Es probable que mi afición a la escritura naciera en la cárcel, en aquel trajín transgresor y, por transgresor, emocionante, en el que vi enfrascarse a mi abuelo y en el que yo mismo participé transportando las bolsas de yarey en cuyas asas se escabullían sus versos. No leía una novela de aventuras ni veía una película o una serie televisiva: la novela, para mí asombro, era la vida real; la película o la serie, la que todos protagonizábamos y mi abuelo, además de protagonizar, dirigía.

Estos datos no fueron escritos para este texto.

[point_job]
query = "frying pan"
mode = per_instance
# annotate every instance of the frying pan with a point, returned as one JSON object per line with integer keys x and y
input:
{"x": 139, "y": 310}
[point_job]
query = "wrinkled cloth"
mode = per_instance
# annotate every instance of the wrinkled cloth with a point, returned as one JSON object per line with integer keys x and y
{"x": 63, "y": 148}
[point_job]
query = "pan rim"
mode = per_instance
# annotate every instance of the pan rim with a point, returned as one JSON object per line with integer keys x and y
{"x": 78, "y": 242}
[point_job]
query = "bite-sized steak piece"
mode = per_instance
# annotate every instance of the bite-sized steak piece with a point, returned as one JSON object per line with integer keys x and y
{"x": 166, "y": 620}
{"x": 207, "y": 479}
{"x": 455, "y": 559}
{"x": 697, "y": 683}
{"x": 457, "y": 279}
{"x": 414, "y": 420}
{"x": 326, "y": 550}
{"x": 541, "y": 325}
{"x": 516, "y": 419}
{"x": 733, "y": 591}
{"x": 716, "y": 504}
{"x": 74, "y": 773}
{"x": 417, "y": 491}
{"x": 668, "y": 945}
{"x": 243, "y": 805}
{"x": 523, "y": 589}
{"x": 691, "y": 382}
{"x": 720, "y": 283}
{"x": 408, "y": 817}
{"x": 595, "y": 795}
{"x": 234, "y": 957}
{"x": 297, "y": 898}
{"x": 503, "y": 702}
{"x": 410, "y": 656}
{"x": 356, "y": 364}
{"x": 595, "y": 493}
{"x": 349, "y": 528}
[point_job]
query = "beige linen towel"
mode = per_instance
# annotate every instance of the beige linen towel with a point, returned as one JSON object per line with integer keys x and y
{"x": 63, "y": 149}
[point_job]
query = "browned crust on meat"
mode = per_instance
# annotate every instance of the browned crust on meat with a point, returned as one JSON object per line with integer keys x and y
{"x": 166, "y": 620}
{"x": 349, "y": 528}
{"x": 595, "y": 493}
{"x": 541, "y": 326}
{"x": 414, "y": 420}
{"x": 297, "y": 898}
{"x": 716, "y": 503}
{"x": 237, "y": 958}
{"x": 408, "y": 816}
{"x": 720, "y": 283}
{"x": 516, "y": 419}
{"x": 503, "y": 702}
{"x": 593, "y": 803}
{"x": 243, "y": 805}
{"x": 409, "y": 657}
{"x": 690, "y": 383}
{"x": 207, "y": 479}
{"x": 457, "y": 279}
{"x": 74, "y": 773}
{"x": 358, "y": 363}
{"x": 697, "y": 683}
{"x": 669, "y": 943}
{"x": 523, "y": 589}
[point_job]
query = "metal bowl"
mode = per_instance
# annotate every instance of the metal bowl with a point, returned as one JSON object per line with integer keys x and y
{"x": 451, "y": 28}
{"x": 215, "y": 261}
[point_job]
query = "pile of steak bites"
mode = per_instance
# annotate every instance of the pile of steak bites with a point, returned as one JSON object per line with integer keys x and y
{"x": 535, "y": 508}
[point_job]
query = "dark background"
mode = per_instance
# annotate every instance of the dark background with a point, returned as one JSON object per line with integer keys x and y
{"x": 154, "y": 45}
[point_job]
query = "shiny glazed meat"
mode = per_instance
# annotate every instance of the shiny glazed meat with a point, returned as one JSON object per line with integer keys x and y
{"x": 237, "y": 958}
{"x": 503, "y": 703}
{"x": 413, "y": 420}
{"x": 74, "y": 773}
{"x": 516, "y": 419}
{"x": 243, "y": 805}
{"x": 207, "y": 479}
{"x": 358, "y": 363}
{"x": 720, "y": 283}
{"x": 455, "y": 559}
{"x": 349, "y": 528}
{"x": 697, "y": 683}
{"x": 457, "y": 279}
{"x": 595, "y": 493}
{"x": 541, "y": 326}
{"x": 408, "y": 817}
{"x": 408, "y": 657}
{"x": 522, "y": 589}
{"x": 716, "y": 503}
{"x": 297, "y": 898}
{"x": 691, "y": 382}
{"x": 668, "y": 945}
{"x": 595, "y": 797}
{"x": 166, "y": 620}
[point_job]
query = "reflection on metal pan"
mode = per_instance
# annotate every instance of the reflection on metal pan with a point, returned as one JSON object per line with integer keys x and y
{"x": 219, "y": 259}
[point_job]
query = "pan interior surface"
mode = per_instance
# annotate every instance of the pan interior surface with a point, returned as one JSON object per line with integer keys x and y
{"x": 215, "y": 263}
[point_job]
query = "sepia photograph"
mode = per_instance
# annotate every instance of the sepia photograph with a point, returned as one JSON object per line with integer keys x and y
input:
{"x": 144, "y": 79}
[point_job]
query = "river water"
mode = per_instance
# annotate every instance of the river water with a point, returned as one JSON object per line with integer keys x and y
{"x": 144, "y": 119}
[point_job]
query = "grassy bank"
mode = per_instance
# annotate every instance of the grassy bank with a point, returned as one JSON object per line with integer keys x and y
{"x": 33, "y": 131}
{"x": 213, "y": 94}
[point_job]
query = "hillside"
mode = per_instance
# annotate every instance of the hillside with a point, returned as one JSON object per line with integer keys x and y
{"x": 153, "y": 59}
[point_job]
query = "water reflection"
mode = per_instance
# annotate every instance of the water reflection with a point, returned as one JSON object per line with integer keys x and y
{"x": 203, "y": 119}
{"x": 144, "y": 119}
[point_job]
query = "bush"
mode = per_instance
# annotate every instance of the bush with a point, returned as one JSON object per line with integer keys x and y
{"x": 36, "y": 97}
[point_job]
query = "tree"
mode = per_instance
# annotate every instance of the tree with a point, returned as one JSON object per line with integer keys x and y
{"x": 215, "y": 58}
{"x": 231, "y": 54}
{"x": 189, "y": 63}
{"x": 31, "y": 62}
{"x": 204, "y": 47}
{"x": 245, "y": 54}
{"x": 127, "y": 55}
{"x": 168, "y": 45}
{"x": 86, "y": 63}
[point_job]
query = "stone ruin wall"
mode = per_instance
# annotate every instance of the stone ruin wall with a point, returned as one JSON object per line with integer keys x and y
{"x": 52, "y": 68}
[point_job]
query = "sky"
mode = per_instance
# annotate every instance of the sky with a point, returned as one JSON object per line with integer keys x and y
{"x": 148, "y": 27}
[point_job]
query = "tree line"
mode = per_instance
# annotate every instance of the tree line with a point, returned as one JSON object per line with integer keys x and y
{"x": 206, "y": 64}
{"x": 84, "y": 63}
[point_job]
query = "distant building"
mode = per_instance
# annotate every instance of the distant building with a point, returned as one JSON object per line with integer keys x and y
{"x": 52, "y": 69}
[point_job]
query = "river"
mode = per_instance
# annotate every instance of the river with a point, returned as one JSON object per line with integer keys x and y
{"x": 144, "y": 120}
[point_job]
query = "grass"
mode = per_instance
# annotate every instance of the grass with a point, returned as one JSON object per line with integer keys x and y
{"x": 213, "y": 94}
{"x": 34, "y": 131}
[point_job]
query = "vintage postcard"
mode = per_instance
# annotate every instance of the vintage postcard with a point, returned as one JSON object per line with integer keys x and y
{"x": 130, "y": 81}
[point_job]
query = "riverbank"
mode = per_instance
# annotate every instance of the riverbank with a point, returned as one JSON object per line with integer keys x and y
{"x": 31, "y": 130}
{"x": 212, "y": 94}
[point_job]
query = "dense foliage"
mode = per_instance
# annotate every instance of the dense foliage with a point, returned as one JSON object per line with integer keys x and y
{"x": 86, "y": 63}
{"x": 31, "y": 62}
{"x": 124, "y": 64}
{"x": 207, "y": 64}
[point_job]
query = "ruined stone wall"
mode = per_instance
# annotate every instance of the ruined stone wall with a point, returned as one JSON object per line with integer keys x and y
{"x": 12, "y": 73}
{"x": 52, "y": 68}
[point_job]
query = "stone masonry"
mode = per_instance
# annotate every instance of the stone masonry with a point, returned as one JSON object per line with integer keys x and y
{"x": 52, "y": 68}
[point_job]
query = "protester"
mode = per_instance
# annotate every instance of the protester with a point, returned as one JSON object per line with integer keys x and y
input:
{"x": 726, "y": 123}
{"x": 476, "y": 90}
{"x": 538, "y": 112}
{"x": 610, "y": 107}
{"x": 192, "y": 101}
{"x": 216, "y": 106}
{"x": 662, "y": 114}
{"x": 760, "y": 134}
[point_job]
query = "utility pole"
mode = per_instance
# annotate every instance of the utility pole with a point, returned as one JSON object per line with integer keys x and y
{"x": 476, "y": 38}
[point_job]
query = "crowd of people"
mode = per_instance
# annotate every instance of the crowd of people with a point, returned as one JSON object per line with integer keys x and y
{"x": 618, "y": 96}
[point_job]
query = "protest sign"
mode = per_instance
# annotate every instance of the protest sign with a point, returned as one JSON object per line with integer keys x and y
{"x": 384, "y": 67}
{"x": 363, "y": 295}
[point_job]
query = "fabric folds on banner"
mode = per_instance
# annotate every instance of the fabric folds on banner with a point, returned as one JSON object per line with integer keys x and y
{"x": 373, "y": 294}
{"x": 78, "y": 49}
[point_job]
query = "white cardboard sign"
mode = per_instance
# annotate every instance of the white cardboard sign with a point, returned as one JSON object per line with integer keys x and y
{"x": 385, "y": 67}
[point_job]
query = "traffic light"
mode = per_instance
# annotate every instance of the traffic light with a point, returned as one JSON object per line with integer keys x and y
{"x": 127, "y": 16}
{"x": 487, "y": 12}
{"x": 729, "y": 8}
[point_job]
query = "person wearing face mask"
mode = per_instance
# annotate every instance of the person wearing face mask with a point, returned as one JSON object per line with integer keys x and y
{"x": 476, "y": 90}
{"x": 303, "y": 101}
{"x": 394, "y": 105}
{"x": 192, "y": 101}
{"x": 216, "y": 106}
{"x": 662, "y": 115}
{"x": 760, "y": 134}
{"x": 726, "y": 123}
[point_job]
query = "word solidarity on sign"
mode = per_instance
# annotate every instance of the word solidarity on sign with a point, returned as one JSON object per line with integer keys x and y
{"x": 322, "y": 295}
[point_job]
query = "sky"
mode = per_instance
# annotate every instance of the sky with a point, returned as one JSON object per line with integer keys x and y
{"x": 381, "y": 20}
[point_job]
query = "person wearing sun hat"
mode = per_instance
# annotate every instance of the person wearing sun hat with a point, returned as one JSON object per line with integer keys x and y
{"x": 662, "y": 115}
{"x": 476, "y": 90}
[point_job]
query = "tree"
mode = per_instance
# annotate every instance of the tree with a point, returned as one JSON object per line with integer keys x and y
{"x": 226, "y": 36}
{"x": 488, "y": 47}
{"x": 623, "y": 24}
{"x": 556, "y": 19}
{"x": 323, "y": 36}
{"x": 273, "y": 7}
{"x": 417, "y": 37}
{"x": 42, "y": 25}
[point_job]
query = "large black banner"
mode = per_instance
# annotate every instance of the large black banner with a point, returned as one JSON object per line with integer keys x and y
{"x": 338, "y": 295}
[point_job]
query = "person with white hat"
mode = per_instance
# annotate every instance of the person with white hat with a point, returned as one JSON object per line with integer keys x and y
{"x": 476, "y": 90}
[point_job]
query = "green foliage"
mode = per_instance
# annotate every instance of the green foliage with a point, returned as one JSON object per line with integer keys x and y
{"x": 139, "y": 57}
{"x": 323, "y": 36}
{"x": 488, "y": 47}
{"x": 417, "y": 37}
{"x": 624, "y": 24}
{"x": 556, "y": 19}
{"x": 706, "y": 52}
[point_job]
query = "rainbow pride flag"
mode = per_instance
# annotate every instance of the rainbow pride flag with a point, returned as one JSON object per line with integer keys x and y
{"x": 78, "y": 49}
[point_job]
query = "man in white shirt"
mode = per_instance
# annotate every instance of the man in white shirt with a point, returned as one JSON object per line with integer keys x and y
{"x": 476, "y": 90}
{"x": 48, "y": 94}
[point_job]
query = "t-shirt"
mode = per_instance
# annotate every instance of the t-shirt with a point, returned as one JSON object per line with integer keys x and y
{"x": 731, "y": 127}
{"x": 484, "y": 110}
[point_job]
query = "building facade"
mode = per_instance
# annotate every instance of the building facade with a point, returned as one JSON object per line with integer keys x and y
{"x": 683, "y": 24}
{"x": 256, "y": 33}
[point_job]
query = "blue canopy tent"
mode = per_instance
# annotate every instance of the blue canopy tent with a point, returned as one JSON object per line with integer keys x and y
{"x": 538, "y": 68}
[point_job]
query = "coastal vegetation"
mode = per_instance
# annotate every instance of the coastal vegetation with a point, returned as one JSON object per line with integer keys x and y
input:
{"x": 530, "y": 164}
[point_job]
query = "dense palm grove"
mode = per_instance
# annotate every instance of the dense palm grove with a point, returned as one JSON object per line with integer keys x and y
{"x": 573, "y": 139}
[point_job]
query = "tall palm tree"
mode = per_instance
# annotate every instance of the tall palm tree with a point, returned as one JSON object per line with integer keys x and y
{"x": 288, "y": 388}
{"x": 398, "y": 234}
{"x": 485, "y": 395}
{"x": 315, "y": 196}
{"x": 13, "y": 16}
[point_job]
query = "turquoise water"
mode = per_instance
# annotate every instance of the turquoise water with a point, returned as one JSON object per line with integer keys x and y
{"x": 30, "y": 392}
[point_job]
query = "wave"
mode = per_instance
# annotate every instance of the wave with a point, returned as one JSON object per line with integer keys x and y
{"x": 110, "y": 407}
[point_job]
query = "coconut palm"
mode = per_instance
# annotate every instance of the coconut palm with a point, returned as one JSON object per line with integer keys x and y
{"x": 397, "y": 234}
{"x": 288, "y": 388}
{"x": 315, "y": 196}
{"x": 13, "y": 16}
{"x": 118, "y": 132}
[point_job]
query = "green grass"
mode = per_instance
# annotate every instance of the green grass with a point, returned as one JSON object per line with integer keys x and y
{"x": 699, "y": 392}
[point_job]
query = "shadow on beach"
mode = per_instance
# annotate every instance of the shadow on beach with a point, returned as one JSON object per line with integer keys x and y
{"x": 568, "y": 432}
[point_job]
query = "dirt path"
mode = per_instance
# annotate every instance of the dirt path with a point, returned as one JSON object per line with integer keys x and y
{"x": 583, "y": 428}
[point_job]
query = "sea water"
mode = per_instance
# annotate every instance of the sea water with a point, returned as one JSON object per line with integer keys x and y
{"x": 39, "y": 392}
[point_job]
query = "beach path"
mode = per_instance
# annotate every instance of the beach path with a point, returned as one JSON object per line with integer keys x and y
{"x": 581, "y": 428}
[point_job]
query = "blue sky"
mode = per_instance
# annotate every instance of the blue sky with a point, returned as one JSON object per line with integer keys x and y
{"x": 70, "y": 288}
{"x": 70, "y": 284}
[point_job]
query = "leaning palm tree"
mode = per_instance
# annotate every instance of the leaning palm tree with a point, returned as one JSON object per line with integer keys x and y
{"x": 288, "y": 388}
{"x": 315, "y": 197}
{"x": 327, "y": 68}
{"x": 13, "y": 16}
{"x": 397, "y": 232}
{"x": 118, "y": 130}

Es probable, incluso, que mi afición a las formas clásicas de la poesía
--formas cerradas, al decir de algunos— naciera allí, en la Cárcel de Boniato, y que el uso de esas formas no sea más que un intento de reproducir las circunstancias que catapultaron a mi abuelo a la escritura y escribir, como él, a partir de las limitaciones, no importa si autoimpuestas; escribir para desafiarlas, para demostrar y demostrarme que puedo ser libre dentro de esas formas, libre a pesar de ellas, y encontrar en esa maniobra la felicidad que puede proporcionar a un prisionero saber que sus versos, y con ellos él, burlan barrotes y guardias.
Mi última visita a la Cárcel de Boniato tuvo lugar en junio de 1965. Pocos días después abandonaríamos el pueblo y, luego, el país. Nada se le dijo a mi abuelo de nuestra partida, aunque por su edad avanzada, los achaques derivados de la vida en prisión y la distancia que se abría entre todos era dudoso que volviéramos a verle. Mi madre, a quien acompañé aquel día y a quien vi tragarse todas las lágrimas del mundo, no tenía valor para despedirse de él. Fue desde entonces, y quizás hasta el día de su muerte, un cristal a punto de hacerse añicos, o uno hecho añicos que a medida que se rompía, para no angustiarnos a mi hermano y a mí, se restauraba a si mismo.
Luego de permanecer en la cárcel durante varios años, mi abuelo fue trasladado a una granja distante donde se le permitió volver a ejercer la medicina y donde las condiciones de vida y el trato fueron menos duros. Mi abuela, mi tía Mercedes (la más joven de sus hijas) y el esposo de ésta continuarían sorteando todo género de dificultades relacionadas con el transporte para visitarlo y llevarle, además de aquellas bolsas de yarey cargadas de comestibles cuya plural conveniencia el escribidor atesoraba, noticias nuestras.
Luego de concedérsele la libertad condicional, mi abuelo regresó a Palma Soriano exento de odio –era inmune a él-- pero inflexible en su oposición al gobierno.
El consultorio, que ocupaba un ala de su casa, había sido desmantelado por las autoridades locales y la posibilidad de reanudar la práctica privada, rescindida. Se le propuso desempeñarse en una clínica pública: un buen número de colegas suyos había abandonado y abandonaba Cuba, y la clase médica se resentía. No titubeó: el gobierno era una cosa, sus coterráneos otra, y lo suyo, servir. Murió el 4 de abril de 1983 y fue sepultado donde correspondía: en el cementerio del pueblo, un puñado de blancura que amarillea y decae como las hojas de papel donde escribió sus versos, como la idea de la nación que presidió sus actos, pero a la vista de las montañas y el cielo de su provincia.
Escribir puede ser un acto a favor de la libertad, una gestión encaminada a defenderla o exigirla para un pueblo o un individuo. Pero debe ser ante todo una forma de encarnarla, de ser, mientras se escribe, la libertad misma. Yo vi la libertad en la Cárcel de Boniato: tenía el rostro de mi abuelo.